Puesto que la mayoría de los pacientes sobrevivirá tras el diagnóstico de cáncer testicular, los médicos deben tratar de reducir los riesgos a largo plazo del tratamiento y limitar la morbilidad innecesaria y la mortalidad temprana. van Walraven et al. exploraro las cuestión de tumores secundarios relacionados con los estudios por imágenes en más de 2500 supervivientes de cáncer testicular e informaron que no existe aumento del riesgo de tumores malignos secundarios. El seguimiento fue sólo de una mediana de 11 años y quizás no haya sido suficiente.

La radiación terapéutica es un factor de riesgo reconocido para tumores malignos secundarios. Estudios involucran también a la quimioterapia en el riesgo de tumores malignos de riñón, tiroides, tejidos blandos, vejiga, estómago y páncreas, así como en el riesgo de linfoma y leucemia.
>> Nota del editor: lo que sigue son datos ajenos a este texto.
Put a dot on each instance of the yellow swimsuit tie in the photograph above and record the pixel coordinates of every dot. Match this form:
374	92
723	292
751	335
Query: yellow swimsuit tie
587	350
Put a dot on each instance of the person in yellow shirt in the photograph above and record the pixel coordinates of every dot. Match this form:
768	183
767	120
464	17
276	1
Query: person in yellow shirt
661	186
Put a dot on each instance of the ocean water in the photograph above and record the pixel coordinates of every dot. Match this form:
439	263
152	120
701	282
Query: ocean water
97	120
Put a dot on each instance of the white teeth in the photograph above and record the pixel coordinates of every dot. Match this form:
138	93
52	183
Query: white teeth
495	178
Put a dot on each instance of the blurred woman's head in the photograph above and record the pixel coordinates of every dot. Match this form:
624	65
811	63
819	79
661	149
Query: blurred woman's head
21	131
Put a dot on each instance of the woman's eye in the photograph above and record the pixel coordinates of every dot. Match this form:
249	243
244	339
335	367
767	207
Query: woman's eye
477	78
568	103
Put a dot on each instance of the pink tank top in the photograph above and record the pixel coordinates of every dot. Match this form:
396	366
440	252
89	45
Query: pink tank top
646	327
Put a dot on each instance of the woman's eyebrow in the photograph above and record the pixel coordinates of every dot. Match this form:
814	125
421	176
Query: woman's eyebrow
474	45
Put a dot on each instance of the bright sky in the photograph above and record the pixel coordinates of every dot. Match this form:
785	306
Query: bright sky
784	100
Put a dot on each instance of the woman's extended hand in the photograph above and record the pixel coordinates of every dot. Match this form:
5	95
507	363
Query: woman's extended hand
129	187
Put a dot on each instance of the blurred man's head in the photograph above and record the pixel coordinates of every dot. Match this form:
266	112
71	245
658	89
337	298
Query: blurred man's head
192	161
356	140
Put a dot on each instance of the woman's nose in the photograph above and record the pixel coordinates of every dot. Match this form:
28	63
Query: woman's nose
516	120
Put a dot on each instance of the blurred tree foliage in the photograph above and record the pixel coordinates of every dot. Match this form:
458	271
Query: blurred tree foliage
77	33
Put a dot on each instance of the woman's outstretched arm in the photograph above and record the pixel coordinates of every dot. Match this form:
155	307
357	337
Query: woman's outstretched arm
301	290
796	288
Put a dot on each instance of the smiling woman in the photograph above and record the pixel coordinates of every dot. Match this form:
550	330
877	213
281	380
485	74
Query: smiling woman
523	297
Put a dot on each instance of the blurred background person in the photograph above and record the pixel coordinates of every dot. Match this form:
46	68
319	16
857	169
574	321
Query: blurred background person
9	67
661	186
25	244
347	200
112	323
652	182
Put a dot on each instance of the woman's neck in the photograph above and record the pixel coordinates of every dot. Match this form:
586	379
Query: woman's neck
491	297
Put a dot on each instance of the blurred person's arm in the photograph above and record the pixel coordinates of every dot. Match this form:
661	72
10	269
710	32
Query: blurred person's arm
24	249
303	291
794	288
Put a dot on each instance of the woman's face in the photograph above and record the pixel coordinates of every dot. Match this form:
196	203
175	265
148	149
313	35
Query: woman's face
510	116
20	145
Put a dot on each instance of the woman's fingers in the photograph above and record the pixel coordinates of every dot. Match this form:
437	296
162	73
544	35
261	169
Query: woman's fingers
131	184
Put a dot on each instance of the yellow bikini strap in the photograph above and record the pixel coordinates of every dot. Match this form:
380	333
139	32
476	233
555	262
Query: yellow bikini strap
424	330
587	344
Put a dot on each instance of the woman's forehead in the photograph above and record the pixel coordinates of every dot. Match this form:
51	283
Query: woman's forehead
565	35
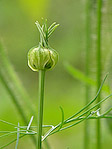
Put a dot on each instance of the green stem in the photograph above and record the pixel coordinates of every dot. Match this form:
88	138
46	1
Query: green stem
88	44
40	107
99	16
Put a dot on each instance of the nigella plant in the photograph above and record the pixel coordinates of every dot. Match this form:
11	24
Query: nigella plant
42	58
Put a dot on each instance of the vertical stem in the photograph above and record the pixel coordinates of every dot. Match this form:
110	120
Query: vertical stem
40	107
99	21
88	44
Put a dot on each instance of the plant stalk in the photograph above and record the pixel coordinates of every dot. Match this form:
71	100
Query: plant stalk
40	108
87	87
99	23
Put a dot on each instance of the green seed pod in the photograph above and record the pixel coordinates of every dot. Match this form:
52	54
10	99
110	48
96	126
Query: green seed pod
41	58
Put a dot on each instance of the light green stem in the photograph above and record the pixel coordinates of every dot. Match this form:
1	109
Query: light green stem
40	107
99	16
88	45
Los pacientes que sobreviven al cáncer testicular tienen también riesgo de recidiva tardía de la enfermedad (> 2 años después de la remisión), así como de síndrome metabólico, enfermedad cardiovascular, esterilidad; efectos tóxicos neurológicos, renales y pulmonares, fenómeno de Raynaud, trastornos psicosociales e hipogonadismo, que puede predisponer a disfunción sexual, cansancio, depresión y osteoporosis. La eyaculación retrógrada puede aparecer después de la operación en pacientes sometidos a la extirpación de los ganglios retroperitoneales.

Conclusiones

Aunque la mayoría de los pacientes con cáncer de testículo se curan, miles de hombres en todo el mundo aún mueren cada año por esta causa. La quimioterapia citotóxica sigue siendo el pilar terapéutico para la enfermedad avanzada.

Investigadores de todo el mundo continúan cooperando en estudios clínicos, comparten descubrimientos y debaten interrogantes no resueltos. Es debido a este espíritu de cooperación que se han hecho notables progresos en este tema.